Amigo, encore un single imparable de Lous and The Yakuza avant l’album

C’est officiel : plus rien n’arrête Lous and The Yakuza. Si les quatre premiers morceaux dévoilés de son album Gore laissaient à penser que la jeune chanteuse belge avait tout d’une grande, ce nouveau single vient balayer les derniers doutes. Accrocheur et dansant, Amigo illustre parfaitement la synergie opérant entre Lous et El Guincho, producteur de rêve et (accessoirement) collaborateur de la sensation Rosalìa, qui insuffle à l’album une maestria de production infaillible. Plus qu’un mois avant Gore (sortie le 16 octobre), assurément l’événement musical de la rentrée. 

“Amigo, la vie ne fait pas de cadeau.” Il y a comme des airs de revanche sur ce nouveau morceau. Pas seulement envers celleux qui lui auraient causé du tort, mais également envers elle-même, l’ancienne Lous. Si elle utilisait le terme renaissance sur ses réseaux, on ressent bien cette idée de Lous version 2.0same but different. Le fruit d’un long travail introspectif, indispensable pour s’affranchir des multiples pressions qui auront tenté de s’emparer d’elle, en vain. Amigo raconte cette bataille sans merci contre les autres et soi-même, une véritable ode chaloupante à la résilience. Presqu’au bout du rouleau, pas encore fou mais bientôtOn m’a mis à genoux, ces cons étaient jaloux.

Toujours interprété en français, le titre s’appuie sur les mêmes bases caractéristiques de l’univers de Lous : texte sans langue de bois, rimes intelligentes, flux vivace de mots et d’images. À l’image de Tout est Gore, cette nouvelle pépite profite d’un haut potentiel énergétique qui atteint son paroxysme sur les refrains à l’aide d’une enfilade de notes électroniques épurées qui se suffisent à elles-mêmes pour pimenter le tout et faire chanceler les esprits. Signée El Guincho, l’instru impérieuse de la pièce est aussi trap que pop, élevant cette nouvelle sortie au rang de tube indiscutable.

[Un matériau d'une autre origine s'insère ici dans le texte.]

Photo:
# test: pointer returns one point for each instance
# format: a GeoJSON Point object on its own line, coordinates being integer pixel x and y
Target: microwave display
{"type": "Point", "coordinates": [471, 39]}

Le climax d’Amigo réside dans les quinze secondes de spoken word qui apportent à l’ensemble un esprit expérimental et audacieux délicieux. Faisant corroborer ses mots à ses gestes, minutieusement, Lous se confie à propos des démons qui l’ont tourmentée, dans l’esprit gore qui aura régi son vécu et qui imprègne l’entièreté de ce premier album :

Ils sont cachés derrière des murs, ils pénètrent ton esprit.

Et doucement, te murmurent : “Lâche toi, laisse-moi, lèche ça.”

Et tu plonges la tête la première dans le vice. 

Et ça évolue de pire en pire. Oublions tout, oublions-nous.

La vie nous a rendus fous.

Niveau clip, on retrouve Wendy Morgan, déjà aux commandes de Dilemme et Tout est Gore, qui revient faire briller Marie Pierra (de son vrai nom) dans des tableaux aussi visuels que poétiques. Perchée seule au haut de falaises côtières ou accompagnée de ses chorégraphes au cœur d’impressionnantes ruines néogothiques, Lous sait jouer avec l’objectif pour imposer son identité artistique à l’écran. En véritable esthète, elle délivre une nouvelle démonstration de son sens aigu de l’esthétisme et démontre l’importance du pan visuel de sa musique. À l’instar de ses précédentes vidéos, on retrouve une fois de plus un véritable imbroglio corporel captivant, chorégraphié avec finesse et faisant contraster les peaux ébènes aux apparats blancs qui les couvrent. Magistral.

Parmi les nombreuses métaphores qui composent les différentes séquences, on remarquera celle du cheval noir, dont la symbolique se lie à l’esprit résilient du morceau. Elle est celle sur qui personne n’avait parié, et pourtant la voilà. Prête à en découdre. Avec un premier album qui s’annonce pour le moins sensationnel, porte d’entrée évidente de Lous and The Yakuza dans la cour des grand·es.